Hey, North America – GDPR Means Us, Too!
It’s well documented, and fairly well socialized across North America that on May 25th of 2018, the GDPR, or the General Data Protection Regulation, formally goes into effect in the European Union (EU).
Perhaps less well known, is how corporations located in North America, and around the world, are actually impacted by the legislation.
The broad stroke is, if your business transacts with and/or markets to citizens of the EU, the rules of GDPR apply to you.
For those North American-based businesses that have mature information security programs in place (such as those following PCI, HIPAA, NIST and ISO standards), your path to compliance with the GDPR should not be terribly long. There will be, however, some added steps needed to meet the EU’s new requirements; steps that this blog is not designed to enumerate, nor counsel on.

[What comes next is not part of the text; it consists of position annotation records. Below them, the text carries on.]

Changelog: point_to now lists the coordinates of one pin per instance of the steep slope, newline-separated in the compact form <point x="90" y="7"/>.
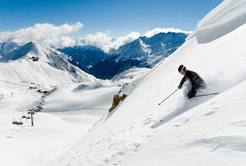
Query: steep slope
<point x="84" y="57"/>
<point x="142" y="52"/>
<point x="35" y="63"/>
<point x="203" y="131"/>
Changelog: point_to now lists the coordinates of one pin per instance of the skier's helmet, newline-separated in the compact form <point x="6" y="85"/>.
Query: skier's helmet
<point x="181" y="68"/>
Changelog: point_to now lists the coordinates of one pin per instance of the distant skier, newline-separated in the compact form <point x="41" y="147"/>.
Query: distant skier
<point x="196" y="81"/>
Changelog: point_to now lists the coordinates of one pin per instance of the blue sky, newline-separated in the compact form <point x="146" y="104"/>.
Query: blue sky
<point x="120" y="17"/>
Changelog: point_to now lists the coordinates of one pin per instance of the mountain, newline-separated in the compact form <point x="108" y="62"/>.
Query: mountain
<point x="37" y="63"/>
<point x="142" y="52"/>
<point x="201" y="131"/>
<point x="84" y="57"/>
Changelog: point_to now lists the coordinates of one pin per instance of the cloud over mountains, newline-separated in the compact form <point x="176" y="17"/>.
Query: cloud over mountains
<point x="59" y="36"/>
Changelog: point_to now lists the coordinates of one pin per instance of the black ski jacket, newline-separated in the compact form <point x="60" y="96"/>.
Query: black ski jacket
<point x="194" y="78"/>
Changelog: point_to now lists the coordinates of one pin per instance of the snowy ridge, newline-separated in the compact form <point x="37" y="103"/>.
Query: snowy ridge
<point x="39" y="64"/>
<point x="203" y="131"/>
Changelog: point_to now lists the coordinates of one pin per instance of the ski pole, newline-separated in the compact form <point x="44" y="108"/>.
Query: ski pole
<point x="207" y="94"/>
<point x="167" y="97"/>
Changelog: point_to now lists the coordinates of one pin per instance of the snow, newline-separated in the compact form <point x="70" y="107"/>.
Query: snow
<point x="76" y="129"/>
<point x="204" y="131"/>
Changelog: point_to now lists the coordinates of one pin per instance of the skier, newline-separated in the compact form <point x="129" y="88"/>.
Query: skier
<point x="196" y="81"/>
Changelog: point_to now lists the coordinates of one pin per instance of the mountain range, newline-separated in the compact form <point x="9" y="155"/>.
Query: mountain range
<point x="142" y="52"/>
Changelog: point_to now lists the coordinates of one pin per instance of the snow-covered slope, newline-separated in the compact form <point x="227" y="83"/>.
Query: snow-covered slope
<point x="204" y="131"/>
<point x="35" y="63"/>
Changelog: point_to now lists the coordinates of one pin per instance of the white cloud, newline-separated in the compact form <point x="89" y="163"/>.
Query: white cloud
<point x="46" y="34"/>
<point x="105" y="42"/>
<point x="165" y="30"/>
<point x="58" y="36"/>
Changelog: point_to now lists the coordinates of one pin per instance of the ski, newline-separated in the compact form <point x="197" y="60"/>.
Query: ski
<point x="207" y="94"/>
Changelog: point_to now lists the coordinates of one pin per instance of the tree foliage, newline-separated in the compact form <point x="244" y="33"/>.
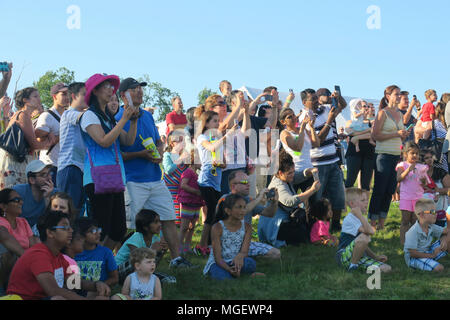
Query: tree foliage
<point x="50" y="78"/>
<point x="204" y="94"/>
<point x="155" y="95"/>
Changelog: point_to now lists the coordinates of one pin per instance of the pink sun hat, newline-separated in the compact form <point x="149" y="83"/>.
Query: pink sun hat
<point x="98" y="78"/>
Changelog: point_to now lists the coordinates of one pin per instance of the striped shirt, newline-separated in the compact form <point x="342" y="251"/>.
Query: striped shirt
<point x="390" y="146"/>
<point x="72" y="149"/>
<point x="326" y="153"/>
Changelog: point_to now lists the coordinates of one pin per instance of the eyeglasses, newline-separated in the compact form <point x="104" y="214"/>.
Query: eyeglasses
<point x="42" y="175"/>
<point x="108" y="86"/>
<point x="244" y="182"/>
<point x="16" y="200"/>
<point x="95" y="230"/>
<point x="65" y="228"/>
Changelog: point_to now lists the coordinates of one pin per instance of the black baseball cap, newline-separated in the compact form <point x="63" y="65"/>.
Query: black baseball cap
<point x="130" y="83"/>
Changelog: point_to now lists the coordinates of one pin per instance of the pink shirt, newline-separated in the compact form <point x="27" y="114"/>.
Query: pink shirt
<point x="22" y="233"/>
<point x="320" y="229"/>
<point x="427" y="111"/>
<point x="176" y="119"/>
<point x="411" y="187"/>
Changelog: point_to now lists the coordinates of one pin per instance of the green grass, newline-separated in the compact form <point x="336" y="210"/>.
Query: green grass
<point x="311" y="272"/>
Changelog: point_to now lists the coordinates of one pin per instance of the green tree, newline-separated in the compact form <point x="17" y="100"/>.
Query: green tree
<point x="50" y="78"/>
<point x="204" y="94"/>
<point x="157" y="96"/>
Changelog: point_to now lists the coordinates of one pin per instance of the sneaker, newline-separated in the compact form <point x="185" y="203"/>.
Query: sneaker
<point x="165" y="278"/>
<point x="201" y="251"/>
<point x="181" y="262"/>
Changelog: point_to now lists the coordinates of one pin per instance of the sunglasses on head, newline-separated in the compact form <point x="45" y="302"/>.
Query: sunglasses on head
<point x="95" y="230"/>
<point x="65" y="228"/>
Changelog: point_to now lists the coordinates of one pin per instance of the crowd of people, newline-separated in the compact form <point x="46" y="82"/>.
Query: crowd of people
<point x="93" y="196"/>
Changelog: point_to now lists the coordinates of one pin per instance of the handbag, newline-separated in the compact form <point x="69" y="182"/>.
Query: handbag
<point x="107" y="178"/>
<point x="434" y="145"/>
<point x="13" y="141"/>
<point x="295" y="230"/>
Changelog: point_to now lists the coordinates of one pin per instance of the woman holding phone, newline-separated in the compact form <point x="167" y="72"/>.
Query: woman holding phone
<point x="102" y="136"/>
<point x="388" y="132"/>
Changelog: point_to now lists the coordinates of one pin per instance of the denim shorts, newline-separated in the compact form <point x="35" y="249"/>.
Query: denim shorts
<point x="332" y="181"/>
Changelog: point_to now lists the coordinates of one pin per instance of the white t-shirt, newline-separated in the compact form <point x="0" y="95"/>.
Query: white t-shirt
<point x="302" y="161"/>
<point x="235" y="155"/>
<point x="46" y="122"/>
<point x="72" y="150"/>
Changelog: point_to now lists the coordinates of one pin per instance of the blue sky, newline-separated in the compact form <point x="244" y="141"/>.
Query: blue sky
<point x="189" y="45"/>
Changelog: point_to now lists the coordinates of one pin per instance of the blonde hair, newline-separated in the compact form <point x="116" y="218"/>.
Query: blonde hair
<point x="424" y="204"/>
<point x="429" y="92"/>
<point x="353" y="194"/>
<point x="139" y="254"/>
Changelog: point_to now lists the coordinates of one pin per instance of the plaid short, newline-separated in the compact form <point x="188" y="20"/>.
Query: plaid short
<point x="258" y="249"/>
<point x="427" y="264"/>
<point x="344" y="256"/>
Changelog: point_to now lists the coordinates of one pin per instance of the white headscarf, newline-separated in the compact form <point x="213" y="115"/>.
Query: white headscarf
<point x="355" y="106"/>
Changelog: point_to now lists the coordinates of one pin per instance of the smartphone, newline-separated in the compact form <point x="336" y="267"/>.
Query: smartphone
<point x="316" y="175"/>
<point x="271" y="194"/>
<point x="4" y="66"/>
<point x="337" y="89"/>
<point x="128" y="96"/>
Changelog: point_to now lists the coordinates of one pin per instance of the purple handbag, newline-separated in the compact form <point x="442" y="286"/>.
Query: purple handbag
<point x="107" y="178"/>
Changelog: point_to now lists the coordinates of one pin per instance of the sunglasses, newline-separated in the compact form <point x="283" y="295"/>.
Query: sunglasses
<point x="16" y="200"/>
<point x="96" y="230"/>
<point x="65" y="228"/>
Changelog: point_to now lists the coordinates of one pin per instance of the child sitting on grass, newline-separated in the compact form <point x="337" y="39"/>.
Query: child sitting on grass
<point x="96" y="262"/>
<point x="420" y="252"/>
<point x="353" y="250"/>
<point x="230" y="237"/>
<point x="321" y="213"/>
<point x="148" y="229"/>
<point x="141" y="284"/>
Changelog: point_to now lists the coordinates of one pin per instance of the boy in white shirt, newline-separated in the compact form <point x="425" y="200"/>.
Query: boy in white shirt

It’s safe to say that data protection and privacy is a concern involving a combination of legal, governance, process, and technical considerations. Here is an interesting and helpful FAQ link on the General Data Protection Regulation policies.
Most of my customers represent enterprise organizations, which have a far-reaching base of clients and trading partners. They are the kinds of companies who touch sensitive information, are acutely aware of data security, and are likely to be impacted by the GDPR.
These enterprises leverage TxMQ for, among other things, expertise around Integration Technology and Application Infrastructure.
Internal and external system access and integration points are areas where immediate steps can be taken to enhance data protection and security.
Critical technical and procedural components include (but are not limited to):
- Enterprise Gateways
- ESB’s and Messaging (including MQ and FTP – also see Leif Davidsen’s blog)
- Application & Web Servers
- API Management Strategy and Solutions
- Technology Lifecycle Management
- Change Management
- Patch Management
- Asset Management
The right technology investment, architecture, configuration, and governance model go a long way towards GDPR compliance.
Tech industry best practices should be addressed through a living program within any corporate entity. In the long run, setting and adhering to these policies protect your business, and save your business money (through compliance and efficiency).
In short, GDPR has given North America another important reason to improve upon our data and information security.
It affects us, and what’s more, it’s just a good idea.